How Far Have We Really Come on Patient-Centered Care?
Wednesday, March 28 2012
Across the country, there is a shift from paying for volume of health care to paying for quality and efficiency. Patient-centered care – defined by the Institute of Medicine as “care that is respectful of and responsive to individual patient preferences, needs, and values” – is one of the key ingredients of care quality. Patient-centered care also can help lower medical costs and reduce the need for some health care services, according to research by the University of California-Davis Health System.
So if patient-centered care results in higher quality care at a lower cost, it makes sense that this concept would be widely adopted. It turns out, if you look closely, we really haven’t come very far. The British psychoanalyst Enid Balint is credited with coining the term “patient-centered medicine” in 1969, yet on a 2012 patient-to-patient online forum, I find the following post: “I have the most basic question – how do I find a good specialist who also welcomes an engaged patient? I have a very competent doctor who scoffs at my efforts to self-educate and discounts my findings, yet doesn’t communicate even the basics, only dictates what I should do next.” Numerous people responded to this post to share their own experience with a provider that did not exhibit a “patient-centered” approach.
The topic is highlighted in a recent article in the March 1 issue of the New England Journal of Medicine, “Shared Decision Making – The Pinnacle of Patient-Centered Care.” The authors write: “Caring and compassion were once often the only ‘treatment’ available to clinicians. Over time, advances in medical science have provided new options that, although often improving outcomes, have inadvertently distanced physicians from their patients.
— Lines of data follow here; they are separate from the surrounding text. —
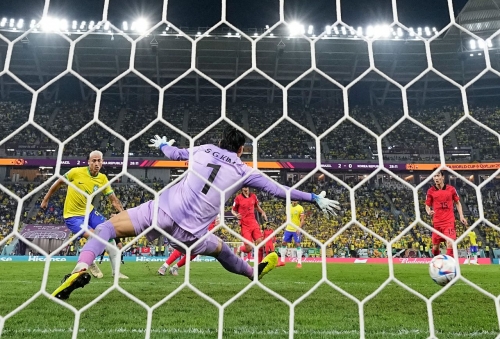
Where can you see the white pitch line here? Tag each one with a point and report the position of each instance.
(246, 331)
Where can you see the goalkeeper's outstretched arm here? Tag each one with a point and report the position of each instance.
(261, 182)
(53, 189)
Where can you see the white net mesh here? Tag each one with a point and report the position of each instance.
(345, 116)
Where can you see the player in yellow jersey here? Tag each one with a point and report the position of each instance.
(291, 231)
(88, 179)
(473, 248)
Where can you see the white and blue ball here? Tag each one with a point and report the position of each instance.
(442, 269)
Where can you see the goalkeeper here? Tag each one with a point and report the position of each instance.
(186, 209)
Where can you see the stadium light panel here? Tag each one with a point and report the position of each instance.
(369, 31)
(294, 28)
(141, 25)
(63, 25)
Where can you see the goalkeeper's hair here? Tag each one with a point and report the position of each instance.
(232, 139)
(442, 172)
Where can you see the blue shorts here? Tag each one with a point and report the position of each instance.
(287, 237)
(75, 223)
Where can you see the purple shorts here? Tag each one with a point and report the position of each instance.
(142, 219)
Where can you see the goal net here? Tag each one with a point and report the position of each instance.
(368, 115)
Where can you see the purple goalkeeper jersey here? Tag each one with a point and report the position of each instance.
(193, 204)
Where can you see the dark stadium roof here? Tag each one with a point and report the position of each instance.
(162, 58)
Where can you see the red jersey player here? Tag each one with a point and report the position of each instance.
(441, 198)
(270, 243)
(177, 254)
(244, 209)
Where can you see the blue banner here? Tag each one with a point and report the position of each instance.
(40, 258)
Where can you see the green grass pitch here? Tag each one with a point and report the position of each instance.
(461, 312)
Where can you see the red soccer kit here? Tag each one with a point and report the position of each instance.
(441, 201)
(245, 206)
(270, 243)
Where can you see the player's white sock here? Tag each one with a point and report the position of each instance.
(283, 253)
(114, 254)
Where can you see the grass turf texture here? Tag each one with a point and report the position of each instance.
(461, 312)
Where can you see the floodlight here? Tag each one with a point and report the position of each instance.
(294, 28)
(141, 25)
(385, 31)
(63, 25)
(369, 31)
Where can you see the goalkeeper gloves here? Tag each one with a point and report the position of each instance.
(158, 142)
(326, 205)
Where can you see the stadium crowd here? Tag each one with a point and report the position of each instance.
(347, 142)
(386, 209)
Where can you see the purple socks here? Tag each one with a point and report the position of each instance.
(233, 263)
(94, 247)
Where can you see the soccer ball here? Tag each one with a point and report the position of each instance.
(442, 269)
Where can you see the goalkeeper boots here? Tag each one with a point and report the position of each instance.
(267, 264)
(71, 282)
(95, 271)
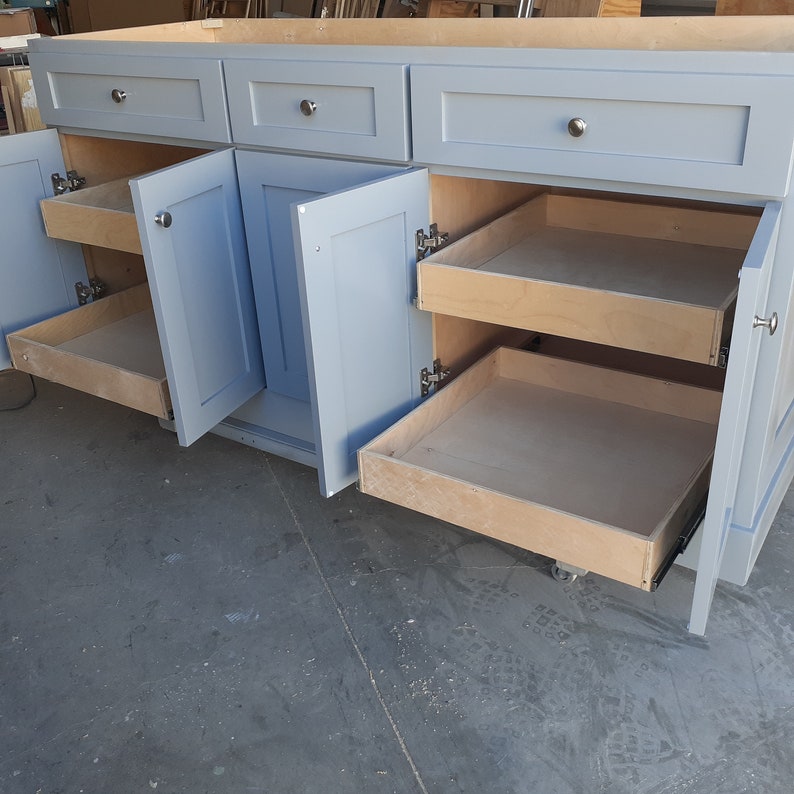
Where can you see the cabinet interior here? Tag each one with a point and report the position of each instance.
(640, 33)
(109, 347)
(593, 443)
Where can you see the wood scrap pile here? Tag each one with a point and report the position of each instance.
(19, 99)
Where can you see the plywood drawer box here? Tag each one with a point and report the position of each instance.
(657, 279)
(102, 215)
(593, 466)
(109, 348)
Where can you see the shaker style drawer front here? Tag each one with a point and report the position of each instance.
(358, 109)
(653, 278)
(700, 130)
(596, 467)
(175, 97)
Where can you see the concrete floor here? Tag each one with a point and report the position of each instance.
(201, 620)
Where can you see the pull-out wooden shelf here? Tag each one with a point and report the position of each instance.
(102, 215)
(109, 348)
(595, 467)
(657, 279)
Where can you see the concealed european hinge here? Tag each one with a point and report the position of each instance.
(425, 243)
(428, 379)
(95, 289)
(72, 181)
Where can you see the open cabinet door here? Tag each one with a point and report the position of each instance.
(746, 341)
(37, 273)
(191, 226)
(366, 341)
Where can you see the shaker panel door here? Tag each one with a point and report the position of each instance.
(269, 185)
(366, 340)
(193, 240)
(735, 413)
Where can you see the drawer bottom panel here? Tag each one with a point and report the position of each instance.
(598, 468)
(109, 348)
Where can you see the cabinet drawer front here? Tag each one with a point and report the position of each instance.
(702, 131)
(175, 97)
(335, 108)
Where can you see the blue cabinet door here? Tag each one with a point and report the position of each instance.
(37, 274)
(191, 226)
(269, 185)
(366, 342)
(736, 411)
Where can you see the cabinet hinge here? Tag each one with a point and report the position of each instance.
(428, 379)
(425, 243)
(94, 290)
(72, 181)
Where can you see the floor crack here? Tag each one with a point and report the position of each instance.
(350, 635)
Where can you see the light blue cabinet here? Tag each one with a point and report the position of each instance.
(331, 244)
(366, 341)
(37, 275)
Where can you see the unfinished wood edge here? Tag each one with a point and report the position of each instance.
(172, 32)
(406, 432)
(725, 33)
(670, 528)
(84, 319)
(461, 205)
(482, 245)
(607, 551)
(9, 108)
(460, 342)
(106, 228)
(665, 328)
(684, 224)
(696, 403)
(133, 390)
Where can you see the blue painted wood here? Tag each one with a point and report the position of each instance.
(360, 109)
(269, 185)
(702, 131)
(37, 274)
(201, 289)
(366, 341)
(176, 97)
(735, 412)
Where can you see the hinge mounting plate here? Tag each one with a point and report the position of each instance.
(94, 290)
(434, 378)
(426, 243)
(72, 181)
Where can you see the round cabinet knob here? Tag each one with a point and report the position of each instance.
(576, 127)
(769, 323)
(163, 219)
(308, 107)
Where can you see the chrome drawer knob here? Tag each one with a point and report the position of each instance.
(576, 127)
(308, 107)
(770, 323)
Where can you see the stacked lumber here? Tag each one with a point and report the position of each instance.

The result is a health care environment in which patients and their families are often excluded from important discussions and left feeling in the dark about how their problems are being managed and how to navigate the overwhelming array of diagnostic and treatment options available to them.”
To address this “inadvertent distancing of physicians from their patients,” many are focused on the concept of patient engagement. Christine Bechtel of the National Partnership for Women and Families wrote in a forward to Transforming Patient Engagement: Health IT in the Patient Centered Medical Home: “The bottom line is this: You can’t be patient-centered without both patient engagement and patient involvement in the way care is provided.”
Transforming Patient Engagement, a 2010 publication of The Patient Centered Primary Care Collaborative, can be used as a resource for providers looking to focus on providing patient-centered care. It contains a dozen papers and two dozen case examples that touch on many facets of patient engagement. The papers include everything from one-on-one strategies for engagement, such as motivational interviewing and shared decision-making, to practice structural changes, including team-based care and intensive chronic disease management.
While it would be beneficial to have a gauge of how engaged a patient is, most providers report that they lack systematic collection or discrete reporting of a profile of their patients’ level of engagement in their own care. Recognizing this gap, Press Ganey and the American Medical Group Association recently announced the launch of a unique survey tool, the Coordinated Care Survey, which asks patients to assess their own behaviors and beliefs, not just their perspective on the providers’ performance.
Moving from traditional passivity to active, informed engagement will be an unexpected challenge for many patients. Those who are unable or unwilling to participate actively and knowledgeably in their care are more likely to suffer preventable illness, receive less effective care, pay more out-of-pocket costs, experience poor outcomes and suffer a diminished quality of life.
Moving from a patriarchal role to a partner role will be a challenge for many providers. Those who are unable or unwilling to actively practice “patient-centered care” may lose out on compensation or bonus payments that are based on quality care, lose out on favorable reimbursement terms or even lose their job.
The shift to patient-centered care may be full of challenges, but the stakes are too high for all of us to let another few decades pass before “patient-centered medicine” is the norm.